May 17, 2024

The Baguio Midland Courier was born by about two months ahead of me. Hence, I do not have any memory of this paper until I became conscious about its existence when I became a part-time newsboy about 10 years later. I first started selling a national daily and soon a fellow newsboy and classmate nicknamed “It-tong” invited me to sell the Midland Courier on Sundays.
How I became a newsboy is an interesting story in itself, but suffice it to say that during those years, boys our age were allowed or even encouraged by our elders to earn money to add to our student’s allowances which is also an early lesson in the value of labor.

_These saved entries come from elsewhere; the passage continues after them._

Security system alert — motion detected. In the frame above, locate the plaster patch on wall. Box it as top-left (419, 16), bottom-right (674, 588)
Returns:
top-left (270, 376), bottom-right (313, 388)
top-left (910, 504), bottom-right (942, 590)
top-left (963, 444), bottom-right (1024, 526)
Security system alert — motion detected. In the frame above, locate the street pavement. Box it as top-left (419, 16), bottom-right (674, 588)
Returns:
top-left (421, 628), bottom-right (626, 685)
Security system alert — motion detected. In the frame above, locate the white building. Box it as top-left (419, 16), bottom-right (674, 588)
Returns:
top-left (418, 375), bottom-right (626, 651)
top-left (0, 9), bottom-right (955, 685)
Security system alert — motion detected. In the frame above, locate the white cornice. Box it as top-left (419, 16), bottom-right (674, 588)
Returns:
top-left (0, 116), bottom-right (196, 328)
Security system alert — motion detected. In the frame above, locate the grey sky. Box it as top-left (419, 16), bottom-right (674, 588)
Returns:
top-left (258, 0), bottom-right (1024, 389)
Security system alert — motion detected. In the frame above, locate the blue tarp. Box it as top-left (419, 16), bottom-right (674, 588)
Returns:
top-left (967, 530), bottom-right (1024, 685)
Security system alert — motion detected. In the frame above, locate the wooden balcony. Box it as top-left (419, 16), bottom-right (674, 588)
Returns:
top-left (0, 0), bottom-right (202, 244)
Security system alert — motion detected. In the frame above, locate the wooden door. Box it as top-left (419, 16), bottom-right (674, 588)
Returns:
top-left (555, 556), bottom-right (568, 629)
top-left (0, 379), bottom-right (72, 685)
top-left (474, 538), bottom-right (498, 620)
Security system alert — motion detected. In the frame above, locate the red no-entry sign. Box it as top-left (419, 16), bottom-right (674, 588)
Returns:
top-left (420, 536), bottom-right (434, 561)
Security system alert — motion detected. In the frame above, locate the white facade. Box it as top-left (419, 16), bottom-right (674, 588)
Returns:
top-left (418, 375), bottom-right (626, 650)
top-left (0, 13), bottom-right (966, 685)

So many weekend vacations, holidays, and summers were spent learning how to increase my earnings by saving on profits to add on to capital, finding new routes to pass – shouting the names of the newspapers and/or magazines on hand, getting new customers or “suki”, knowing the best places to sell at certain hours of the day, etc.
Soon, I would browse over the news, as well as the advertisements, especially what movies were showing and their next attraction.
I would never miss reading the interesting and insightful editorials of uncle Sinai and the wit and humor of auntie Cecile in her column “In and Out of Baguio”.
In fact, just by reading the news articles written by Gus Saboy, Isidro Chammag, Bert Floresca, Juan Valdez, Gabriel Pawid Keith, to name a few, were already lessons in English which was and still is the second language in Baguio City, where the U. S. government sent the Thomasites principally to spread the English language.
But my actual involvement with the Midland Courier was during the Martial Law years when I was invited (“coerced”?) by Steve Hamada (son of uncle Sinai) and Bembo Afable (son of auntie Cecile) to write a column. Both Bembo and Steve were my college “barkada” along with Peppot Ilagan and Manny Mayo who were in the nucleus of the KM in Baguio after a meeting with Joma Sison was held in No. 40 P. Burgos Street residence of auntie Cecile.
Steve Hamada was asked by uncle Sinai to take over the editorship of the newspaper. He was an advertising executive in Manila and had to give up his job to follow the call of a father.
Bembo Afable, who was at that time, the Benguet provincial attorney, told me that we have to support Steve by joining him as columnist. I was then a representative of the Association of Barangay Councils to the Sangguniang Panlungsod of Baguio. Bembo’s column was “Rhyme and Reason” and I named mine “Grassroots”.
The barangay is the lowest form of government, thus, it is the grassroots in the level of governance, hence, the byline of my column. Bembo and I were also among the neophytes in the law profession then.
Uncle Osie warmly welcomed me to the Midland Courier with a firm handshake and a warm smile and an advice to do well. In the course of time, uncle Osie would tell me in Ilocano “Del, di mo nga ibibatan ta column mo, ah.” To which I would tell him, that I won’t, but which promise I failed to keep because of frequent out-of-town activities that I attended for different civic and religious organizations.
When I began to write the Grassroots, I referred to the first editorial of uncle Sinai where he wrote: “… More expansively and ambitiously, however, we shall strive to be read wherever men are fair-minded; they are fearless, but friendly and free.”
The “four-point program” of the Midland Courier has always been the guidepost in my life – as a newsboy, a columnist, student leader, lawyer, civic and religious leader, government employee, environmentalist, and as an ordinary citizen.
Like the Midland Courier, we were not born of hate, thus always fair-minded; we are fearless in the search of truth; we are friendly and giving of ourself – sharing all our God-given talents and blessings to everyone in need; and free – not beholden to anything or anyone but our Creator, whom we profusely thank for having lived in eight different decades (prayerfully, more), in two different centuries and two different millennia.
To have lived my life along with a very prestigious multi-awarded newspaper that is a Hall of Famer in the Philippine Press Institutes’ Annual Community Press Awards is, indeed, something to be proud about.